CRITIQUE Rainbow 12

Ce volume signe la fin du deuxième cycle et l’espoir pour Mario de pouvoir concrétiser son rêve.
On retrouve pour le début de la 3ème ère, nos amis autours de Mario, prêt à en découdre face à un adversaire lors d’un match de boxe.
La seconde partie, plus chargée en émotions, est axée sur Joe et Megu. Le passé de la jeune fille refait surface quand elle se retrouve nez à nez avec une « vieille connaissance ». Malgré le silence autours de ces « retrouvailles » Joe l’apprend et hors de lui s’attaque à ce nouveau protagoniste, et là…

Un volume sous le signe de l’espoir pour Mario. Son rêve ne restera peut être pas illusoire.

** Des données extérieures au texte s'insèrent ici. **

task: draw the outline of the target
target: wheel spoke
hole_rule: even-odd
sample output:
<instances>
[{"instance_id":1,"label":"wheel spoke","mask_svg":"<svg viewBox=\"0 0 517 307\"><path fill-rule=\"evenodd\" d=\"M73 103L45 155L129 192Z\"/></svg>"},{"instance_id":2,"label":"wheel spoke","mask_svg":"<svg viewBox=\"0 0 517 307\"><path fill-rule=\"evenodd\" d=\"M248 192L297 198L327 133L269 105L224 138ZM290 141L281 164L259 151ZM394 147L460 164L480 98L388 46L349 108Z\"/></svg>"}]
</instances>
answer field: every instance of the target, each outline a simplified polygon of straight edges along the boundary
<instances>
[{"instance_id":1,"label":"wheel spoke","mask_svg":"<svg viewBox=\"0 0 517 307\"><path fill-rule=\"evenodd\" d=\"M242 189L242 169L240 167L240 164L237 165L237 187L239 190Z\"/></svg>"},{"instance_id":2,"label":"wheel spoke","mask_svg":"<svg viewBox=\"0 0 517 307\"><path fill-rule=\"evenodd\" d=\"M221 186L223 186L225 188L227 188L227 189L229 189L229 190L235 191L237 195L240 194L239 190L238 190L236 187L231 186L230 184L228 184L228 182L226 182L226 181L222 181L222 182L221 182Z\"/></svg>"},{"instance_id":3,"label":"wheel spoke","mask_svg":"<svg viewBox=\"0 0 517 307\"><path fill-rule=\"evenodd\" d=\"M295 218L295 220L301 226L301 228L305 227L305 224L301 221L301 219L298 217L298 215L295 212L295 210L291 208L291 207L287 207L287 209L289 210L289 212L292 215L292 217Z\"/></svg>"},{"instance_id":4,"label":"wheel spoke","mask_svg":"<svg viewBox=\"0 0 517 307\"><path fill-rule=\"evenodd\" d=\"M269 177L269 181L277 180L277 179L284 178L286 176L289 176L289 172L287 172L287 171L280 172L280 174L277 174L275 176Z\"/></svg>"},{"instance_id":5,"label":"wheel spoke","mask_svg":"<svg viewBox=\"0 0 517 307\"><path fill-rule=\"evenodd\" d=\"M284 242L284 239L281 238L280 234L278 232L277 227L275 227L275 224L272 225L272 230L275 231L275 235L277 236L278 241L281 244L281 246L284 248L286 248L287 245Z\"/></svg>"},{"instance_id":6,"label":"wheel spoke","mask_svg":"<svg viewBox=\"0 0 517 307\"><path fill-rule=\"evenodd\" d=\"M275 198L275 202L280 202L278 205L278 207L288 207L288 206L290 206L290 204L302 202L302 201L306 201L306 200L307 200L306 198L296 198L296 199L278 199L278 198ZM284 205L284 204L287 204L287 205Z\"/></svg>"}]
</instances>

Le retour des vieux démons pour la charmante Megu ; le passé douloureux de la demoiselle lui revient dessus tel un boomerang. Un passé cruel, couvert de larmes, de solitude et d’innocence volée.
L’amour d’un frère pour sa sœur est exprimé avec violence, mais proportionnel aux événements tragiques. Même avec toute la bonne volonté du monde, il est des fois, ou il est impossible de garder son sang froid.

De l’espoir de Mario, on retombe à la noirceur de la pauvre vie passée de Megu. Un changement radical toujours aussi bien retranscrit graphiquement que scénaristiquement.
Rainbow un incontournable.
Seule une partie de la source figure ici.